Optimism plays an important role in Jessica’s life, too.
“One thing that helps me is optimistic thinking – telling myself I will be able to get into this occupational therapy program, that I will be able to do all these things,” said Jessica, admitting the importance to her of “just having that underlying drive and being able to believe in yourself and believe there is a plan and that you can achieve it.”
In addition to her positive attitude, Jessica is thankful for her scholarship. She currently takes 18 credits this semester at MCC and works three days a week. She plans to transfer to Wayne State University next fall.
“It helps the stress level go down a lot,” Jessica said about receiving the scholarship. She hopes in the future to similarly support students. “I think education is the best way to create a society and supporting the youth will help with that.”
Larry and Roberta Tetzlaff Scholarship
By Rebecca Goodno ‘16
MCC Communications Intern
Intrigued with psychology since he took a course at Reeths-Puffer High School, Brian Yonkman, now an MCC freshman, hopes to study pre-med at Hope College and attend the University of Michigan for graduate school.
“I have seen people who have struggled,” said Brian, who has a firsthand connection to learning more about the subject. “A person very close to me struggles with chronic depression and tried many things including a number of drugs. Another person had schizophrenia and drinking problems. They helped me kind of figure out what I wanted to get into as far as helping people.”
While Brian, a dual-enrolled student at MCC his junior and senior year, has taken several courses at MCC preparing him for his chosen career, his favorite has been Abnormal Psychology.
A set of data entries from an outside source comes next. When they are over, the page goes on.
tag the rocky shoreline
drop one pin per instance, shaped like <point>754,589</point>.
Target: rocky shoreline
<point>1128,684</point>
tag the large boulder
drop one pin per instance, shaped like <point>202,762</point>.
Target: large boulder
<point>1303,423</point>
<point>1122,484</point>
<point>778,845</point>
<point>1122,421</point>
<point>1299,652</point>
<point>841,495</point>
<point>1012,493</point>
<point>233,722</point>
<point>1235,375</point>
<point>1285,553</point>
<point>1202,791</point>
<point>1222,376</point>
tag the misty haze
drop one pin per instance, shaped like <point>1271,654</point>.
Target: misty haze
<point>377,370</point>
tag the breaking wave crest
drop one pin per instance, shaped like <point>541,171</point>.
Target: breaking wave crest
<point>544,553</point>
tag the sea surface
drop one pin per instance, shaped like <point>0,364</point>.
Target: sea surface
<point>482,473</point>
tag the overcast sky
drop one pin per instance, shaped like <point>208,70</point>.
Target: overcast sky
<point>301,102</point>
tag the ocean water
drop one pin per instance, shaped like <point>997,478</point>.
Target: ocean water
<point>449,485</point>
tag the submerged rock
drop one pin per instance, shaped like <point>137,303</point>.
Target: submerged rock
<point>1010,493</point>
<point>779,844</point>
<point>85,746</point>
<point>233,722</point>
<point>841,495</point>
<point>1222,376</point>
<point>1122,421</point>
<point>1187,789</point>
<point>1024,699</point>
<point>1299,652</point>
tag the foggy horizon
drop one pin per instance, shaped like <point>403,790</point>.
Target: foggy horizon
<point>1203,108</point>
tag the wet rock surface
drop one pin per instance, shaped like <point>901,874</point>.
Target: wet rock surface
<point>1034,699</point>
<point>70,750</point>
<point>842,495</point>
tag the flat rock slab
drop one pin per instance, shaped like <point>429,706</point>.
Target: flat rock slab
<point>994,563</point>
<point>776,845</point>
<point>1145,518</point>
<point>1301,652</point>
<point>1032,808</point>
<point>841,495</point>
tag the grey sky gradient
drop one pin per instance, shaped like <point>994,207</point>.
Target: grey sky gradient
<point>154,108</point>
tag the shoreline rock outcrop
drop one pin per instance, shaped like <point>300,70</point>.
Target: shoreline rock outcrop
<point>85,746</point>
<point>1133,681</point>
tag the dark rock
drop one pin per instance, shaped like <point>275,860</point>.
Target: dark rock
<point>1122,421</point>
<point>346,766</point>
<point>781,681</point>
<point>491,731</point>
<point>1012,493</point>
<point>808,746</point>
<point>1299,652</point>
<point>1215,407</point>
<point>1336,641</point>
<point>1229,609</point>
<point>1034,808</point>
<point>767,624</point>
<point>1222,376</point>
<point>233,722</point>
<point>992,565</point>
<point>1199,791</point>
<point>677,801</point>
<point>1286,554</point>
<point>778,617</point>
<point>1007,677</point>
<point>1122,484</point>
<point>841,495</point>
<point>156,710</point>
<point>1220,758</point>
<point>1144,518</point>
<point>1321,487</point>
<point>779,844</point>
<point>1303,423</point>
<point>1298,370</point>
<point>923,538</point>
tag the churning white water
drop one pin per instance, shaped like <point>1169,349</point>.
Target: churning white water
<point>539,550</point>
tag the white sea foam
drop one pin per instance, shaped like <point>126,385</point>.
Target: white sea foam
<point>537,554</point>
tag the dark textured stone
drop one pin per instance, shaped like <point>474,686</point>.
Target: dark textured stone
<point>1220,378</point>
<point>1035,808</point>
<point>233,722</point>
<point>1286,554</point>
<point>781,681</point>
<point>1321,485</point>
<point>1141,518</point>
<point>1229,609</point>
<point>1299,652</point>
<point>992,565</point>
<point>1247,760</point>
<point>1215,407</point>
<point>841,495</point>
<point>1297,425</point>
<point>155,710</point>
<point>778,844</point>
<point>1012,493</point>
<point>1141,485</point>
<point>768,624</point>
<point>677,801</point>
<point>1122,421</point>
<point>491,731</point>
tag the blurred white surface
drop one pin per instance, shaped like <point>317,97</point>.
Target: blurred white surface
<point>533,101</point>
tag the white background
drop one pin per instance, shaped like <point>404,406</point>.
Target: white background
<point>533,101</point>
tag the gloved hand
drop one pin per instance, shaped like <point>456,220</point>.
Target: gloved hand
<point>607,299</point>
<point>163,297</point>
“It was a pretty demanding course, but very worth it,” he explained. “It really prompted some of the best papers I have ever written and really prepared me for some of the material I may face in graduate school.”
As a member of National Honor Society at Reeths-Puffer, Brian volunteered his time tutoring middle school students.
“The kids were struggling a lot and couldn’t keep up with school, then they had problems at home and poor interactions with other students,” he explained. “It was a good role for me – someone who gets to talk to these students, weigh out their problems and maybe help them through some of them. I have always found myself a good listener. I try to give the best perspective that I can. That is one of the biggest things that makes me want to become a psychiatrist.”
Brian admits that receiving the $1,500 Larry and Roberta Tetzlaff Scholarship, given to MCC student who plans to pursue a baccalaureate degree in a science, technology, engineering or math field at an accredited college, will help him attain that goal.
“Every cent that you put forth to these scholarships makes a great difference for people that need to get through school and especially if they know what they want to get into and not just taking classes” said Brian, thankful to the Tetzlaffs for their generosity. “I know what I want to be and I know what kind of classes I need to put towards that.”
“It’s nice to know that regardless of whatever situation you are in, you can cover X amount of classes and get through the semester. It is a lot of security knowing that you have that support.”